L’afflux d’armes illégalement trafiquées et passées en contrebande alimente la puissance de feu des extrémistes, selon un rapport d’octobre 2022 par le Bureau des affaires de désarmement des Nations unies.

« Le trafic illicite des armes et des munitions représente l’un des principaux facteurs du conflit dans le BLT », selon le rapport.

« Le matériel illicite provient principalement des détournements des entrepôts nationaux de la région (surtout par les raids et le vol, et à un degré moindre par la corruption), des équipements “recyclés” provenant des conflits précédents dans la région, et aussi des ateliers de fabrication. »

Eric Berman, directeur de l’initiative Safeguarding Security Sector Stockpiles, déclare que les quatre pays du bassin, en plus de perdre des armes à feu lourdes et légères, ont perdu de grands systèmes d’armement.

Ils incluent des pièces d’artillerie autopropulsées, des systèmes de lance-roquettes, des véhicules résistant aux mines et aux embuscades, des véhicules d’infanterie blindés et des chars d’assaut.

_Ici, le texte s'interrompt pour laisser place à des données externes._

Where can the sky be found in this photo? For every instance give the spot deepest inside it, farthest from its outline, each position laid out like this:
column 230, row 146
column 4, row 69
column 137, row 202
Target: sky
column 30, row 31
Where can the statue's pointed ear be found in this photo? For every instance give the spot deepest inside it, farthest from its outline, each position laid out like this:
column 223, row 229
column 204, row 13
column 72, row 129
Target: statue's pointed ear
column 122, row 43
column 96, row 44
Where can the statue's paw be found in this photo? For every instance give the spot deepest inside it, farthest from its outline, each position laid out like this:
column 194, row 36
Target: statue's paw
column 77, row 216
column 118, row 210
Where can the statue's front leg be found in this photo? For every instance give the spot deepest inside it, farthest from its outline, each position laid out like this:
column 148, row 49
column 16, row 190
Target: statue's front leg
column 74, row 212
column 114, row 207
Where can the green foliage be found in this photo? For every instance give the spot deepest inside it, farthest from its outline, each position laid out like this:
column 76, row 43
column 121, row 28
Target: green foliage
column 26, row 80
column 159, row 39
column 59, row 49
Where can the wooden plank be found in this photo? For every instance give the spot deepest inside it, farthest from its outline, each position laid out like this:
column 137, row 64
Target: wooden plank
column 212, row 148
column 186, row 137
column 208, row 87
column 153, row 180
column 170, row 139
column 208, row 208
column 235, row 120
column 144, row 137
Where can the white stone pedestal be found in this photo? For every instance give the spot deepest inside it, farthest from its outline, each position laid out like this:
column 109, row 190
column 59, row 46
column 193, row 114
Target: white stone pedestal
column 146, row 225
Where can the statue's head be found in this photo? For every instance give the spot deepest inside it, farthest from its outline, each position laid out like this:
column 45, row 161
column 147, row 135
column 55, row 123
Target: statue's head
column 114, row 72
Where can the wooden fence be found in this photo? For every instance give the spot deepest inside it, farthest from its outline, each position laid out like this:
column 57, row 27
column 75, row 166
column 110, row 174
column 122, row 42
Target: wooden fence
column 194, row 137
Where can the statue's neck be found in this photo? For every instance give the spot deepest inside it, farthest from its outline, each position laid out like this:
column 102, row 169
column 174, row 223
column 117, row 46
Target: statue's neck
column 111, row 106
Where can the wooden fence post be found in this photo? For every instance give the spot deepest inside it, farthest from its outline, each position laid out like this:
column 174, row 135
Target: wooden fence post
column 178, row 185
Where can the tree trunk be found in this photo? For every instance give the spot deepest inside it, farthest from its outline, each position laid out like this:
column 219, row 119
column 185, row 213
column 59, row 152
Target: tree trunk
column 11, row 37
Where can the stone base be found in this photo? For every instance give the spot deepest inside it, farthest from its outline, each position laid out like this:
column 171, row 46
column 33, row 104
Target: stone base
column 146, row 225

« Leur nombre est si élevé que Boko Haram a été capable de maintenir ses opérations pendant plus de dix ans sans besoin d’être réapprovisionné à partir de l’extérieur, contrairement à la plupart des insurrections », écrit M. Berman dans un article de blog pour le Council on Foreign Relations.

Le président Muhammadu Buhari du Nigeria a aussi attiré l’attention sur l’afflux des armes qui enveniment une situation déjà mauvaise.

« Un pourcentage important des armes et des munitions obtenues pour la guerre en Libye continuent à arriver dans la région du lac Tchad et dans d’autres régions du Sahel », a-t-il dit.

« Ce transport d’armes illégal dans la région a augmenté la prolifération des armes légères qui continuent à menacer la paix et la sécurité collectives de la région. »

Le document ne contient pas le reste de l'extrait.